The immigration parameter *I* is here central and represents the number of potential migrants competing with resident offspring at each mortality event within the community, and as such, it is closely related to Hubbell’s (2001) migration probability, (*N* notes the size of a local community). The neutral theory basically invokes ‘dispersal limitation’ from the metacommunity to the local community to define *I* and *m* (Hubbell 2001; Etienne 2005). But when these parameters are estimated from real-world data, they may also include the effects of many processes that altogether determine the relative isolation and differentiation of the local community from its biogeographical background. *I* and *m* could therefore be taken as an integrative measure of community isolation and differentiation, even though the strictly neutral ‘dispersal limitation’ invoked by Hubbell is not the only process shaping their values. An estimation of those immigration parameters could therefore be especially useful for quantifying how the fragmentation of threatened habitats (e.g. tropical forests) may influence the diversity in isolated patches taken as different local communities. More generally, analyses comparing consistent estimates of *I* and *m* across biogeographical regions and biomes would be a valuable contribution to community ecology and conservation biology by providing a measure of apparent fragmentation, which could be related to the ecological, physiographical and historical peculiarities of the different regions. This research programme requires increasing our knowledge about the sampling properties of *I* and *m*, which is the purpose of the present paper.

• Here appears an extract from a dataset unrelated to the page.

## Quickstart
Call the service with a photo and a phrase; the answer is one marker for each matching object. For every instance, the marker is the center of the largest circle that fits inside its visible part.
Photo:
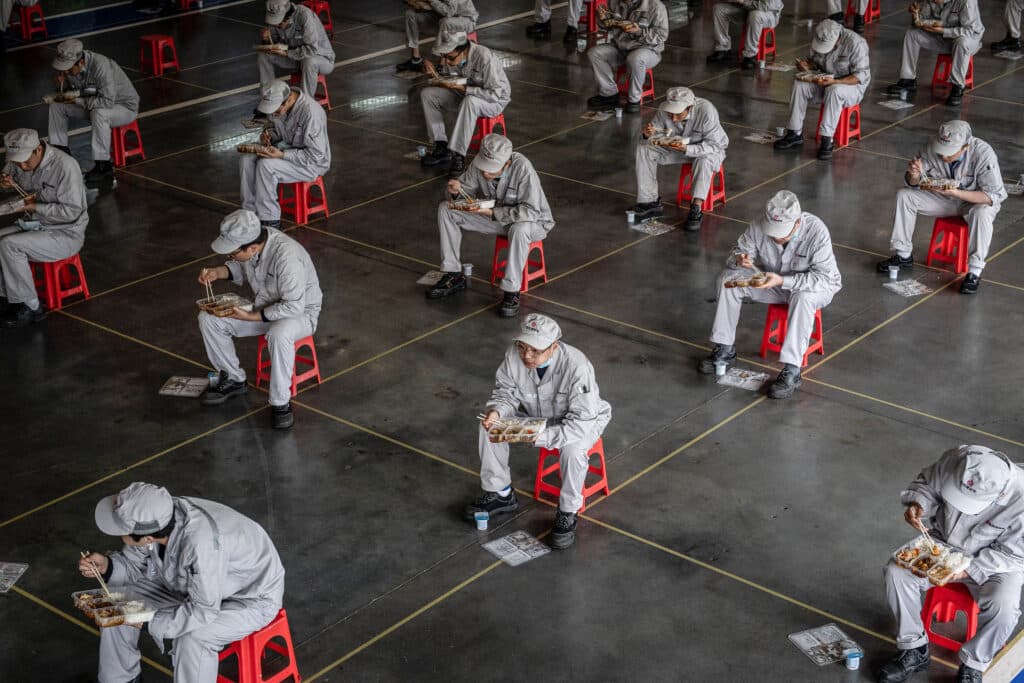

Neutral models used for inference of *I* and *m* initially focused on species abundances in a single community (e.g. Hubbell 2001; Etienne 2005; Latimer, Silander, & Cowling 2005), while most recent work (Etienne 2007, 2009; Munoz *et al.* 2007; Munoz, Couteron, & Ramesh 2008; Jabot & Chave 2009) has allowed estimating neutral parameters from species compositions in a set of spatially scattered sampled communities, and provide estimations of *I*(*k*) and *m*(*k*) for each sample *k*. In this regard, Munoz, Couteron, & Ramesh (2008) have proposed a conditional version of the classical *G*_{ST} statistic from population genetics (Nei 1973; Takahata & Nei 1984; Slatkin 1985), *G*_{ST}(*k*), and have showed that *I*(*k*) can be inferred from *G*_{ST}(*k*) under the more general three-level spatially implicit neutral model (3L-SINM, Munoz, Couteron, & Ramesh 2008; Beeravolu *et al.* 2009). Although this *G*_{ST}(*k*)-based estimation of neutral immigration performed well on the basis of simulated neutral communities (Munoz, Couteron, & Ramesh 2008), there is still a lack of theoretical knowledge regarding the sampling properties of the method (as for all of the published alternative methods). We bring here new insights into the estimation of immigration based on the *G*_{ST}(*k*) statistic, by (i) providing analytical formulas, independent of any community model, for bias and variance of the similarity statistics underlying the computation of *G*_{ST}(*k*) and *I*(*k*) and (ii) analysing the sensitivity of the estimation process to variation in the target parameters and to the main features of the data, such as the number of samples and the sample sizes. These results will yield practical insights for sampling design by allowing for the choice of a favourable trade-off in the number and size of community samples, according to a desired level of estimation accuracy.